Clinical Development
Phase I/IIa clinical trial of Cethrin
This trial is a multi-center, open-label, dose-escalation study designed to evaluate the safety, tolerability and pharmacokinetics of Cethrin in two types of spinal cord injury patients: those with a complete cervical injury or a complete thoracic injury. Dose levels from 0.3 mg - 6 mg have been tested. The first patient was enrolled in February 2005, and by June 2006, 37 patients from nine centers in the US and Canada had been enrolled. A 9mg dose extension arm was authorized by Health Canada and the USFDA. The trial is ongoing.

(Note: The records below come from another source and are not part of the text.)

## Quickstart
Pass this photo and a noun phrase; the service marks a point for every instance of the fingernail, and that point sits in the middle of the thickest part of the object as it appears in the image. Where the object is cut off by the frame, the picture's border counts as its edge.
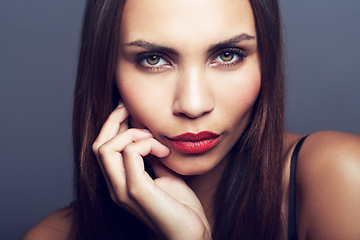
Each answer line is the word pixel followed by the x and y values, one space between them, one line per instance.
pixel 121 104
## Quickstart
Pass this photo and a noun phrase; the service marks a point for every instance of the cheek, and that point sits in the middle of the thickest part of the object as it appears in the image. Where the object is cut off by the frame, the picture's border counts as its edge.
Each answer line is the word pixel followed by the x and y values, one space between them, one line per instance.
pixel 141 98
pixel 239 96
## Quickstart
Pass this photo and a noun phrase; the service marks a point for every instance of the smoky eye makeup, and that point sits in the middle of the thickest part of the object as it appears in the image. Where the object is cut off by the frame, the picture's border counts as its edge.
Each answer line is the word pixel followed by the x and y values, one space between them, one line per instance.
pixel 153 61
pixel 229 56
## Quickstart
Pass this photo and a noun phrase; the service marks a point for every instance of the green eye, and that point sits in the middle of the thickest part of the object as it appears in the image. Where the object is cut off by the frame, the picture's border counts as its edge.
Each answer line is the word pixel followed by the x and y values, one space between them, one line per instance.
pixel 152 60
pixel 227 56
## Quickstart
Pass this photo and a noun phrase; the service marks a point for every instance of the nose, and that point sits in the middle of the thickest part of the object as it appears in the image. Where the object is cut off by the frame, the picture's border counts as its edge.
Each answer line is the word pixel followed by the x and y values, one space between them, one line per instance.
pixel 193 96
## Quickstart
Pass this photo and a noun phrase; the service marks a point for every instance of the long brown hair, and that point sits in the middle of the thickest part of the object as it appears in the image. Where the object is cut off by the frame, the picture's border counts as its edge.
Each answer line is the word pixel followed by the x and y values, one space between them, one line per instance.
pixel 250 202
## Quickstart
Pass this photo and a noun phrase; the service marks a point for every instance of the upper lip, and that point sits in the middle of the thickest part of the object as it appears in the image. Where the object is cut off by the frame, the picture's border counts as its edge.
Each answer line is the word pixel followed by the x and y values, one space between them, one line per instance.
pixel 195 137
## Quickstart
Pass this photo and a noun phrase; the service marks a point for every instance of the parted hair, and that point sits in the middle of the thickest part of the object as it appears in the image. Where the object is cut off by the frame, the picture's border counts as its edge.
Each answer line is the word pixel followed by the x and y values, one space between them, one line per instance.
pixel 249 195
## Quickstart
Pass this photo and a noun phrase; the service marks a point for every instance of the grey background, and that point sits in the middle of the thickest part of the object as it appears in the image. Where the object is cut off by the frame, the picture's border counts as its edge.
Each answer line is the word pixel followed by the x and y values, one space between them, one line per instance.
pixel 38 49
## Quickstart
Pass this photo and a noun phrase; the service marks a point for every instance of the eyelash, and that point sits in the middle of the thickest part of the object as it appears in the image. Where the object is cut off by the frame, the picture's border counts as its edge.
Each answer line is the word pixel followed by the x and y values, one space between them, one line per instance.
pixel 239 55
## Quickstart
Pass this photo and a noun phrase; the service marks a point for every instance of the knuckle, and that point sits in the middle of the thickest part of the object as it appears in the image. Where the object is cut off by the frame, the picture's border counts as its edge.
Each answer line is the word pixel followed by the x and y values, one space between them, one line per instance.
pixel 130 148
pixel 103 150
pixel 134 192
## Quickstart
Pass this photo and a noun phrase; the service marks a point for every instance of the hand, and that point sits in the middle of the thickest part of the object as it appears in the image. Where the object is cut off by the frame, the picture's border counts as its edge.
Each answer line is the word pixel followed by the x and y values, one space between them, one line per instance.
pixel 166 205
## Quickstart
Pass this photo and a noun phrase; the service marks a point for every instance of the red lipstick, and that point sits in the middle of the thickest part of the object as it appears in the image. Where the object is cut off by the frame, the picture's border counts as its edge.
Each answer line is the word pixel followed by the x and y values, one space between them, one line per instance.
pixel 195 142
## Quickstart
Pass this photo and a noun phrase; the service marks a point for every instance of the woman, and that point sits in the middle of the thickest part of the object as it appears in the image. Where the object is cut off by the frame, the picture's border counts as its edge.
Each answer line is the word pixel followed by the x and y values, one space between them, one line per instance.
pixel 194 146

Interim Post-treatment Results
To date, Cethrin was found to be safe and well-tolerated with no-adverse events attributable to the drug. In addition, the trial had an efficacy component which used the validated impairment assessment scale developed by the American Spinal Cord Injury Association (ASIA). The ASIA impairment scale is scored using 5 categories from A to E, with A being the most serious injury and E being normal. All patients in the Cethrin study were either cervical or thoracic ASIA A category when they were enrolled. Interim results reported to date on the thirty-seven patients enrolled in the first four dose groups, indicate that Cethrin is well tolerated. The interim efficacy anlysis in these groups indicates that Cethrin treated patients experience a frequency of post-treatment conversions from ASIA A to ASIA B or greater which is four times the conversion rate seen with the standard of care reported in the literature (6.7%, Burns, J. Neurotrauma, 2003). When subgroups of patients treated with Cethrin are analyzed, patients with cervical injuries exhibit a more pronounced response compared to patients with thoracic injuries, showing a conversion rate that is six to seven times greater than the full patient group treated with the standard of care reported in the publication above. In patients with cervical injuries, the interim efficacy data also suggest that the response rate observed is dose dependent at the doses treated to date.
Orphan Drug Designation
Cethrin® has been granted Orphan Drug designation. Orphan Drug designation is granted by the U.S. Food & Drug Administration to a drug or biologic intended for use in a rare disease or condition. A rare disease is classified as one that affects fewer than 200,000 people in the United States. Cethrin's Orphan Drug Status provides Alseres with considerable strategic advantages including seven-year market exclusivity after FDA approval of Cethrin®, effectively preventing directly competitive products from entering the market during this exclusivity period. In addition, select fees are waived and the requirements for clinical development are streamlined, potentially helping to accelerate the approval process and reduce costs. Orphan Drug designation also provides certain tax advantages and the potential to receive clinical development grants earmarked for orphan drug indications.
For a list of websites providing information on Spinal Cord Injury, click here.
1 Fehlings, M., and Baptiste, D., (2006). Pharmacological Approaches To Repair the Injured Spinal Cord. J. Neurotrauma 23, 318-334.